The next day at Bolthouse, the MTV producers give Kim $5,000 to pretend that she gives a fuck about Heidi's life and prompt her to stop by Heidi's office for a quick little chat. Heidi says she's been "hiding out" because she and Spencer had a HUGE fight about the wedding and he walked out and she doesn't even know where he went. She wonders how they can figure out their lives together when they can't even figure out a fight. Maybe you shouldn't be getting married then, dumbshit!

Also discussing the previous night's events are Lauren and Whitney who meet up at a café for a post-mortem on the Jarrett date. Whitney says it was fun and comfortable but she's feeling more of a friend vibe (because Whitney is a nice girl that doesn't sleep around with manwhore/hustlers like Jarrett) and there was no good-night kiss. Lauren gives Whitney pointers on how to go left to avoid the unwanted kiss without seeming awkward. Lauren lies. If a guy tries to kiss you and you block him, no matter how gracefully you avoid it, it's ALWAYS awkward.

At Chez Speidi, a downtrodden Heidi moves about in the kitchen apparently cooking dinner or something. Spencer comes in carrying a dozen roses. Heidi asks him where the hell he was last night and he tells her he spent the night at his parents' house. You mean the parents that don't know you're marrying Heidi? Spencer asks if they can call a truce. Heidi takes a page from her ex-BFF Lauren's books and says she'll talk to him if he apologizes.
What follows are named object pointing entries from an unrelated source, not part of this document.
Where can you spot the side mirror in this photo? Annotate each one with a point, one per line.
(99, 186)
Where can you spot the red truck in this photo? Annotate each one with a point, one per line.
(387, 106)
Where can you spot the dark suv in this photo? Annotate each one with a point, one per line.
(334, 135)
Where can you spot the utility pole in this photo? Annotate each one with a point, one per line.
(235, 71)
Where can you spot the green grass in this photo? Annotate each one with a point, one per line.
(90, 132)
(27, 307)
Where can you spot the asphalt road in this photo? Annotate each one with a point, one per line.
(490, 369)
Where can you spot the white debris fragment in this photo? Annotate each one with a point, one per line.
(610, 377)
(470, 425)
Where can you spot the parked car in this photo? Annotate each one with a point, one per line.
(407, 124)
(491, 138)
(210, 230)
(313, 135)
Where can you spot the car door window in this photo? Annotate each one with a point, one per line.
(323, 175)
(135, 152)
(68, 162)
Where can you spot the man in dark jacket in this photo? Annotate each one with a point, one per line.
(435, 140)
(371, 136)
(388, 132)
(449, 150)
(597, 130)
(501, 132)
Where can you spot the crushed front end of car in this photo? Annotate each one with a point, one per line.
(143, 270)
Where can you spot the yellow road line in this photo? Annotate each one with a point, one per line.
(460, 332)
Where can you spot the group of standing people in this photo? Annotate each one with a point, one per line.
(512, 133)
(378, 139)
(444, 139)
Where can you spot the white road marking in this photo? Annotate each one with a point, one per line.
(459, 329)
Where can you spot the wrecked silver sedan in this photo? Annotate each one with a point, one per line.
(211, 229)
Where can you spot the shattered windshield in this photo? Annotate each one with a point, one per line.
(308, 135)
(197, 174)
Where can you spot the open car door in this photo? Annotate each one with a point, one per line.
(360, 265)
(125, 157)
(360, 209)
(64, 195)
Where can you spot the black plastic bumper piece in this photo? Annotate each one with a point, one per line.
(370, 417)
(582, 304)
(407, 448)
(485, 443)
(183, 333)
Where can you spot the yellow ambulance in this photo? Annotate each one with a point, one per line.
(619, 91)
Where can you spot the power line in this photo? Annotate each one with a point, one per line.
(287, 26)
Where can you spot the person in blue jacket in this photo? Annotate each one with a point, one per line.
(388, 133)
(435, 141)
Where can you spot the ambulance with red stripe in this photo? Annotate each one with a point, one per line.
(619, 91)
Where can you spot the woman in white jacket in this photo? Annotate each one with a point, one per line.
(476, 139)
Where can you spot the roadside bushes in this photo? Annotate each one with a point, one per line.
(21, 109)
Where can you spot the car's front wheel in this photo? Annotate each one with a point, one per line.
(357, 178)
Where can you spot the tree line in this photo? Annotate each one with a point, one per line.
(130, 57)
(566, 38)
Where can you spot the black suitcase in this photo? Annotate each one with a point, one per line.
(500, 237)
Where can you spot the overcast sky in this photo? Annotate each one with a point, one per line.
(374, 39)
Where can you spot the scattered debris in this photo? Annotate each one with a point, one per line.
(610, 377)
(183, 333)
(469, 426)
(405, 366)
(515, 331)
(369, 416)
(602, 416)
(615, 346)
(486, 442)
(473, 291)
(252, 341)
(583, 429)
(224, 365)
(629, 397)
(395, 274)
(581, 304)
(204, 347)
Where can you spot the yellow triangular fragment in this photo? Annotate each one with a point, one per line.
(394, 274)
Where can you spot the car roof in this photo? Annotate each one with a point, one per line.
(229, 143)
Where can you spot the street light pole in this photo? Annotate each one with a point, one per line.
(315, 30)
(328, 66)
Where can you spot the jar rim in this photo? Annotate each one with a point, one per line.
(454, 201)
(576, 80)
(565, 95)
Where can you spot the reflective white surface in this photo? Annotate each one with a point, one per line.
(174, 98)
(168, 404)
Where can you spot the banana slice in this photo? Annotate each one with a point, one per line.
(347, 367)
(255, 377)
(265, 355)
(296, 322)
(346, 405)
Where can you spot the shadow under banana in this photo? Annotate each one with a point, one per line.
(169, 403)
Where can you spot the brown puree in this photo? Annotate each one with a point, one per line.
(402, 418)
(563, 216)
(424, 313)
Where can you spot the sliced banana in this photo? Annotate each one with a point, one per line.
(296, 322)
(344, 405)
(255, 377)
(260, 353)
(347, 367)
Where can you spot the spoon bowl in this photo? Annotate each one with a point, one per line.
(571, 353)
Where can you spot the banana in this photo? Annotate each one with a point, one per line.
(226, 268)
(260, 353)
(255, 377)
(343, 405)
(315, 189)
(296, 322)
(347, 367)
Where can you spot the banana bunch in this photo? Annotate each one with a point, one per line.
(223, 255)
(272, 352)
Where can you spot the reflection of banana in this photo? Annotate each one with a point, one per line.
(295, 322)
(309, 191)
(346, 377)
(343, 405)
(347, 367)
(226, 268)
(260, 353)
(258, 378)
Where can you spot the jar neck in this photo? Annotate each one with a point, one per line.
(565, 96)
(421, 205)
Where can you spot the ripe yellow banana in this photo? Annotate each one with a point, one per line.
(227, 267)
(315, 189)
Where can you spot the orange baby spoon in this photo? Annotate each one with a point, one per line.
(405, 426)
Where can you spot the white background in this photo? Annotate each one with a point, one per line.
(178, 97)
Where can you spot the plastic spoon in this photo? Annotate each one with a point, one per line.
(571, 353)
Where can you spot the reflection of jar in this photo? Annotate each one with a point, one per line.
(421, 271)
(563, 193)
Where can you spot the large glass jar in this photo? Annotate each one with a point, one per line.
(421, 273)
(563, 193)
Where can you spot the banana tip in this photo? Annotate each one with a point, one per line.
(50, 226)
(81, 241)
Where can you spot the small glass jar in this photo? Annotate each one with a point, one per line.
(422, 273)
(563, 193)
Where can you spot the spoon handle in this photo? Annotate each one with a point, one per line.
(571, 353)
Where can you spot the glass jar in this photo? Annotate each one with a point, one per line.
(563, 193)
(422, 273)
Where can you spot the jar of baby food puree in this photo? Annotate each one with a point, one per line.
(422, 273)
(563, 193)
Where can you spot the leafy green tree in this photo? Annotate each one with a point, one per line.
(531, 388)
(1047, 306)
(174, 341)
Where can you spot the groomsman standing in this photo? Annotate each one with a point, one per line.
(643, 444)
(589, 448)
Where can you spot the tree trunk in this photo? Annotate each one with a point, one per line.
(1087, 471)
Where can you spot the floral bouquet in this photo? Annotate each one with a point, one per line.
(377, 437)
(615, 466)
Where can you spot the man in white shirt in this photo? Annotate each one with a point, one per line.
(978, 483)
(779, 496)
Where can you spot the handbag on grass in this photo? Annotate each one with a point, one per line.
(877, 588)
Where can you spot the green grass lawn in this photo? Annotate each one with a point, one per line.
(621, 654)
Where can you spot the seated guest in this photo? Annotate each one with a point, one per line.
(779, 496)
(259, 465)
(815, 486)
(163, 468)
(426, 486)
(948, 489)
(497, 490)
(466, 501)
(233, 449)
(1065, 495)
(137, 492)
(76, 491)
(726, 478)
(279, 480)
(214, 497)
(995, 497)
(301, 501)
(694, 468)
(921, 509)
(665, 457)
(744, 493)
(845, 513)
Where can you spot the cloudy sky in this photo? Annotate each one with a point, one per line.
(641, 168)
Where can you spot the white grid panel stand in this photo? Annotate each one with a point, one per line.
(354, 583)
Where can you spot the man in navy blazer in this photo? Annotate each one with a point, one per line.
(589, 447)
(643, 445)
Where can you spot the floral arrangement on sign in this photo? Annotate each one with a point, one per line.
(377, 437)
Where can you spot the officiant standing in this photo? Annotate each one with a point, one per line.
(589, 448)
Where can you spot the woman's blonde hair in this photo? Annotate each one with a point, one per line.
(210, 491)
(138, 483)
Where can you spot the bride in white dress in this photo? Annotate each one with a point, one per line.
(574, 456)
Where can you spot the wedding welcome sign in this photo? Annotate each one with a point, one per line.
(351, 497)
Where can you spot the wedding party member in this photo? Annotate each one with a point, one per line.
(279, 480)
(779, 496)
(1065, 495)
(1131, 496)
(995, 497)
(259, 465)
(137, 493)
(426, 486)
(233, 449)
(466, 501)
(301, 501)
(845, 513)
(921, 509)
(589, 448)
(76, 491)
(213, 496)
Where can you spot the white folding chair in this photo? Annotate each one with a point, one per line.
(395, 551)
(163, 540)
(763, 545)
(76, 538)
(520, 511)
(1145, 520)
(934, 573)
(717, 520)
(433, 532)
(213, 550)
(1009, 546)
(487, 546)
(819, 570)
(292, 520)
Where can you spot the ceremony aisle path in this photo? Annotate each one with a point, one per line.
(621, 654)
Spencer says he respects what Heidi wants for their wedding and will do whatever it takes to make her happy. Heidi still can't believe Spencer walked out on their first big fight but says she accepts his apology. Spencer puts his fake-ass ring back on his fake-ass fiance's finger and the two unconvincingly embrace. They can't even bring themselves to kiss…not even for The Hills cameras. But then again, I don't really think anyone wants to see that sight.